About two months ago, I bought a beautiful aglaonema that I kept on my patio until the nights started getting really cool. I had never seen one with this coloring before, the leaves – most of their stems, too – are edged in red, while the insides are mostly shades of green and yellow. The plant is quite elegant, I think, and is just a treat to look at.
But for some reason, when I moved it indoors, leaves on the bottom started turning brown, and at one point, little mushrooms appeared to be growing near the base of the plant. I wondered on a Twitter #gardenchat one day if I had overwatered it. And (or) if it it could be too cold in my house. Fellow garden tweeps said they didn’t think the coolness of the house should be a problem, but they did think the soil looked kind of “yucky.” Too heavy and wet.

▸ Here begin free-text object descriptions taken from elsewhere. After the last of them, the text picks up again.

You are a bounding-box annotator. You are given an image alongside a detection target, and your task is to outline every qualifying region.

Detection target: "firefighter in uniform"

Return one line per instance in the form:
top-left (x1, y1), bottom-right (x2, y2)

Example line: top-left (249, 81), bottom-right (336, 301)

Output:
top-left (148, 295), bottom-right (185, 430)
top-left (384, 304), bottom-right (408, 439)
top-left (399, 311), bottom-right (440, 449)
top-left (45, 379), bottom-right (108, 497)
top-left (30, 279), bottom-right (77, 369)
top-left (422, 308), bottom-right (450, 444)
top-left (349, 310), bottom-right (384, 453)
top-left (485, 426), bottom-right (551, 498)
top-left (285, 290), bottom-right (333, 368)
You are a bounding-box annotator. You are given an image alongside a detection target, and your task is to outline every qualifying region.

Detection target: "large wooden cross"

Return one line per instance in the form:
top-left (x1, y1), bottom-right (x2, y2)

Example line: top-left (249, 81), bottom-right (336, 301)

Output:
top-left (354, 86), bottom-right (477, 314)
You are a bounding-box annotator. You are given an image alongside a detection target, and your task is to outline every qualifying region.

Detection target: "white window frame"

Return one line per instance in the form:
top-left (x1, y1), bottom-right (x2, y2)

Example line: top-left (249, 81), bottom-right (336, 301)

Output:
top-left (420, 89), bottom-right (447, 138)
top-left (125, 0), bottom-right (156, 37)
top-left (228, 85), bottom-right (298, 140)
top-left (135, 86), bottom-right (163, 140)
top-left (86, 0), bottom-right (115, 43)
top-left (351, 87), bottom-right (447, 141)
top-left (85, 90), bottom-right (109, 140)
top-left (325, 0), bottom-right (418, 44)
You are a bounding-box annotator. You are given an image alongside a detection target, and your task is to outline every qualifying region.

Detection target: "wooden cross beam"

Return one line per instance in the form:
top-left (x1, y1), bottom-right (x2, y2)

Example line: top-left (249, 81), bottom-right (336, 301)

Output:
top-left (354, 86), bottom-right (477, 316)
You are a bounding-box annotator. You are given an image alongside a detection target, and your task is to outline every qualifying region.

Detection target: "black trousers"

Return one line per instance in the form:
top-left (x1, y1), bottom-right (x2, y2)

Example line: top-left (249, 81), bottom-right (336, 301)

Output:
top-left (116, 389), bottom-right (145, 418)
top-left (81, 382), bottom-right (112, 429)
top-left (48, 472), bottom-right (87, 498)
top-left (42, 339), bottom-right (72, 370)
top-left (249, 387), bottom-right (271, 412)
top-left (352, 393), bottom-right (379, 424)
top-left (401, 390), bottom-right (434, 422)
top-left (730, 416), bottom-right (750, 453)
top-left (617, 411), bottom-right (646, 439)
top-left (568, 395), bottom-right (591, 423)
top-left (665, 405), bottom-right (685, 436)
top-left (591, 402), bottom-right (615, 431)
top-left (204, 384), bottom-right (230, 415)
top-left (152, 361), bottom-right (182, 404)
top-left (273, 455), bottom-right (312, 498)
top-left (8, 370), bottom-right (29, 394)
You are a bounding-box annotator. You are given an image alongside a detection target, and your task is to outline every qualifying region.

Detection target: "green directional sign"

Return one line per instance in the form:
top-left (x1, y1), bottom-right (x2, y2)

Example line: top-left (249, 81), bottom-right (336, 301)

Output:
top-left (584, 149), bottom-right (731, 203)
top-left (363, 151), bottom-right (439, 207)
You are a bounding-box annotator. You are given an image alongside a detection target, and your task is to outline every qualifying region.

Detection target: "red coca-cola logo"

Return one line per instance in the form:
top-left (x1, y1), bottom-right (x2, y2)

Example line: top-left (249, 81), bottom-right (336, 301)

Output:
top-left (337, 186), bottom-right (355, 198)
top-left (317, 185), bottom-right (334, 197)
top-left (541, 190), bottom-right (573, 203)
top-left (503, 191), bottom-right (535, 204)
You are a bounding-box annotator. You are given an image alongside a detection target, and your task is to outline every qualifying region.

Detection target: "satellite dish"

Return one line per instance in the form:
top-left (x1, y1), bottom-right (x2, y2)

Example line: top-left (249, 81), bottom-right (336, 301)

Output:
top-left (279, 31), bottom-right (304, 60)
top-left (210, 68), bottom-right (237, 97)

Apparently, I shouldn’t have used soil with fertilizer, in my case Miracle-Gro.
I can’t really remember, but I think I’ve pretty much always used some type of potting/garden soil with Miracle-Gro in it. in fact, when I looked at the different types of soil sold at a local store yesterday, all but one had Miracle-Gro/fertilizer in them. But I did find one brand that said it was just composted forest products, top soil, sand and perlite. Since the addition of perlite was something my garden tweeps also suggested, I bought a couple small bags.
Since the weather wasn’t allowing any outdoor activities (freezing rain off and on), today was the perfect day to repot the aglaonema and cut off the browning leaves. It took less than a half hour and left plenty of time for other dreary weather activities, like baking! A chocolate cake and garlic and brown sugar chicken for supper kept the house nice and cozy, not to mention smelling great.